What is the cause and what is the effect?Those I know who had their own compressors enjoyed diving 100 fold.
Are you saying that if people had to own their own compressors, they would enjoy scuba more, or is it that the tiny number of people willing to shell out thousands of dollars to own and maintain a compressor did so because they already enjoyed scuba?
As for me, that lower bar for entry to scuba that you mock was important. I had a vacation planned to Cozumel, and I cannot sit on a beach and tan, so I took a quick and inexpensive course on the theory that I would dive a couple of days on that vacation and possibly on future vacations to tropical locations. I was envisioning possibly 6 dives every few years at the most. If you had told me I would have had to take weeks of training, with mile swims, long training runs, and the other physical fitness requirements you have regularly promoted in threads over the years to be certified, I would have looked for some other way to spend my time. If you had told me I would need to own my own tanks and compressor, I would have laughed out loud.
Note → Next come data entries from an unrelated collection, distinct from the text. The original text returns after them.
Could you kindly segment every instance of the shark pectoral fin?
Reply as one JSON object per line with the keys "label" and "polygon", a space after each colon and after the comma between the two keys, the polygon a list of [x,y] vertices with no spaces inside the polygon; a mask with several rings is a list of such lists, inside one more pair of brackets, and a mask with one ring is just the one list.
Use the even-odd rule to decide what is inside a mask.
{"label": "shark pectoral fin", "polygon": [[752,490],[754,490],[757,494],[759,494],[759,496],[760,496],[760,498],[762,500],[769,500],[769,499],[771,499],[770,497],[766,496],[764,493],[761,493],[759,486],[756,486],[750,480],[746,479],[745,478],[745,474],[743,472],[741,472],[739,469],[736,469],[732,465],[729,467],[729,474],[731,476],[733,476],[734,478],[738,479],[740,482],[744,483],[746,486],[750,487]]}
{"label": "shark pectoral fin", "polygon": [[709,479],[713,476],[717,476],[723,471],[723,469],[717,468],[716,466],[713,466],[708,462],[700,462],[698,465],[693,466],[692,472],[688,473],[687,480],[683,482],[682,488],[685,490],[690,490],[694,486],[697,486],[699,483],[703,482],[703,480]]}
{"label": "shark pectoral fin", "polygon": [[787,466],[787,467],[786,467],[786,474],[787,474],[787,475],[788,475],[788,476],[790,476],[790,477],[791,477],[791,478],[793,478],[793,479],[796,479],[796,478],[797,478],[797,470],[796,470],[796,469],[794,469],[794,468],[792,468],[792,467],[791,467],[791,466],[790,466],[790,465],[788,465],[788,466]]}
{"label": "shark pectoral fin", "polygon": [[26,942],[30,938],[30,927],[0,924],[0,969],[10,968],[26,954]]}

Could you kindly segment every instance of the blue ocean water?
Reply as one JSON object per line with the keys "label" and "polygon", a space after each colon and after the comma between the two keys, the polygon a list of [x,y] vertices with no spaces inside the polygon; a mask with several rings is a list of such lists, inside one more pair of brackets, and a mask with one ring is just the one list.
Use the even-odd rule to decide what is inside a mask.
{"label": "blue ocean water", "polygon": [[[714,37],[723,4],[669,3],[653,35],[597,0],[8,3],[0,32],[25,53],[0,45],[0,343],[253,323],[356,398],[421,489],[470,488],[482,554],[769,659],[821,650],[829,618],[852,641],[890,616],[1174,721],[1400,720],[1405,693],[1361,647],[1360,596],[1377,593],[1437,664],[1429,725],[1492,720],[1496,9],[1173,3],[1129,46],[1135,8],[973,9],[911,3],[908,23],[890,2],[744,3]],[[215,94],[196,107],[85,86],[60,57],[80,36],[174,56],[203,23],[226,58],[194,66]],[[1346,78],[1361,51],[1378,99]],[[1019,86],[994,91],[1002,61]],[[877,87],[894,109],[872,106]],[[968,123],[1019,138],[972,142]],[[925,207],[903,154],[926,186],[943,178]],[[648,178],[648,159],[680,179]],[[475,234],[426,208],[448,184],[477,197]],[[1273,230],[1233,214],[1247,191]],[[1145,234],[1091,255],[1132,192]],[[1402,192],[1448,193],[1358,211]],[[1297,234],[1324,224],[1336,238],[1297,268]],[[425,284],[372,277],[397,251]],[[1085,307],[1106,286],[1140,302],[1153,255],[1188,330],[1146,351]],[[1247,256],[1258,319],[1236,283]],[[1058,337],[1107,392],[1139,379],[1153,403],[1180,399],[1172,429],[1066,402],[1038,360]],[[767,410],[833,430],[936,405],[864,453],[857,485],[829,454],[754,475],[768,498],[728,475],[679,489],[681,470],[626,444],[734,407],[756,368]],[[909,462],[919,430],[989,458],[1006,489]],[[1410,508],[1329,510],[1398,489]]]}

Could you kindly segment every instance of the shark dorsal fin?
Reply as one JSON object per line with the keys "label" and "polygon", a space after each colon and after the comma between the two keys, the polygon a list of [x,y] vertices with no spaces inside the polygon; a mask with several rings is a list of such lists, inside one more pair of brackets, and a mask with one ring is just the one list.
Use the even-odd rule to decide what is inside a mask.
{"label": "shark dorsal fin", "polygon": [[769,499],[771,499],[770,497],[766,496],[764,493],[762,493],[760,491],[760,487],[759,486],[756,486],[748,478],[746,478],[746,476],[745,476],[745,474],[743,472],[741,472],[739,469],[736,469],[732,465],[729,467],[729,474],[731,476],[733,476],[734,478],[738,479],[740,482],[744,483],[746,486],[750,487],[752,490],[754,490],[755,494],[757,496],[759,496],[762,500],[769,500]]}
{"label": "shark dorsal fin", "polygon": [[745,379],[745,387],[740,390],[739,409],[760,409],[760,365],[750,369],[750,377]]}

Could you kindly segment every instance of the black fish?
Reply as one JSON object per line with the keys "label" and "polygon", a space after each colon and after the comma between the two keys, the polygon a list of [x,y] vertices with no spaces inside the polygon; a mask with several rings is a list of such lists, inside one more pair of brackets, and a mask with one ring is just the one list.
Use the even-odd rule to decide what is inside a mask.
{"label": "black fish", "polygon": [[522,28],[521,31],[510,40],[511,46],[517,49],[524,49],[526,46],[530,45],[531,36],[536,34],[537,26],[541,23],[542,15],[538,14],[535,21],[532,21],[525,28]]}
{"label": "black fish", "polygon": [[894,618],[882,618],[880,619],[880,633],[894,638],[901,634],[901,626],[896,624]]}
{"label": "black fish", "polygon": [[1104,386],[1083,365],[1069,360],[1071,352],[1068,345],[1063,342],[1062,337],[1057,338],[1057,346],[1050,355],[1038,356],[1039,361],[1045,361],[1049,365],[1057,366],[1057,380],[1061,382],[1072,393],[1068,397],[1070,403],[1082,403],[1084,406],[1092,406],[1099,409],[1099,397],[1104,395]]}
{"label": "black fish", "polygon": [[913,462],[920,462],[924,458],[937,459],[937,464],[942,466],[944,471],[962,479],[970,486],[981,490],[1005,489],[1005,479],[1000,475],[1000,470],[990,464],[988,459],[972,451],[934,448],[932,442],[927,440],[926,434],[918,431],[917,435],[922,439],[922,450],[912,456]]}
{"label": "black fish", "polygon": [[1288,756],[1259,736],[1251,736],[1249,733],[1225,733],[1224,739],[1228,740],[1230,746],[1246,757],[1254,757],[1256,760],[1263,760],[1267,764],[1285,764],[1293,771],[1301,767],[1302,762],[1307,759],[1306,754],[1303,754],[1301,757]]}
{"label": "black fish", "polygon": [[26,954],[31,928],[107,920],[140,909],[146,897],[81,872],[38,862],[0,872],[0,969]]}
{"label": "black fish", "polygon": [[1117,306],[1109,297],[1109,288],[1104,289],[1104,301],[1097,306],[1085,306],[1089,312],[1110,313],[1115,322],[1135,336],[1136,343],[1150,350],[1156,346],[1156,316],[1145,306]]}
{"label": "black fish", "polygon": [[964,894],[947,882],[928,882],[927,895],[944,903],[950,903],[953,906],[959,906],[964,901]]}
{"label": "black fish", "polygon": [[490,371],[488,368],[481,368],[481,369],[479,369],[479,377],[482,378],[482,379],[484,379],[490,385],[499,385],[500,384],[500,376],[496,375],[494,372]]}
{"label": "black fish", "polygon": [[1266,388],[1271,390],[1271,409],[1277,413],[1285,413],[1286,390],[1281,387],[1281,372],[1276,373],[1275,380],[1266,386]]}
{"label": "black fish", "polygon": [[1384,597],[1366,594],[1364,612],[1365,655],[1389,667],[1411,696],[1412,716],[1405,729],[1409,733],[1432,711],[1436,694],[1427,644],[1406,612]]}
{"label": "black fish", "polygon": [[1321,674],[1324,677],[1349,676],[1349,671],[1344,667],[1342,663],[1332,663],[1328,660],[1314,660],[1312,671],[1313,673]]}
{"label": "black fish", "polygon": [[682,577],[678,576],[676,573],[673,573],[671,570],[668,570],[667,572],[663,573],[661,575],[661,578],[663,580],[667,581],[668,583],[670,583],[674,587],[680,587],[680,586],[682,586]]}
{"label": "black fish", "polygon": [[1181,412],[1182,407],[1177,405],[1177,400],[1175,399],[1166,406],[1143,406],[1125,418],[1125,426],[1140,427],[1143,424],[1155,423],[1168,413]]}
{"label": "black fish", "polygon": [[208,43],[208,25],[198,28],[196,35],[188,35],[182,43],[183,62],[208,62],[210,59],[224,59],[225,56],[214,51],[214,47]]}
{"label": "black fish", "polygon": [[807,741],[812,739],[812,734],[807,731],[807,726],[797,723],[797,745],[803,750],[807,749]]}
My initial vision of occasional shallow dives in warm, tropical climes morphed into what I do now. In the past 10 months, my average pleasure (non-instructional) dive has been well over 200 feet deep, in water about 60 degrees. I think that is the kind of diving that you think would attract divers to the sport. In my case, it was just the opposite. I was attracted by the kind of diving you ridicule, and I very slowly changed into the diver I am now. I had to find out what scuba was really like before I could get the interest in taking it to where I am now.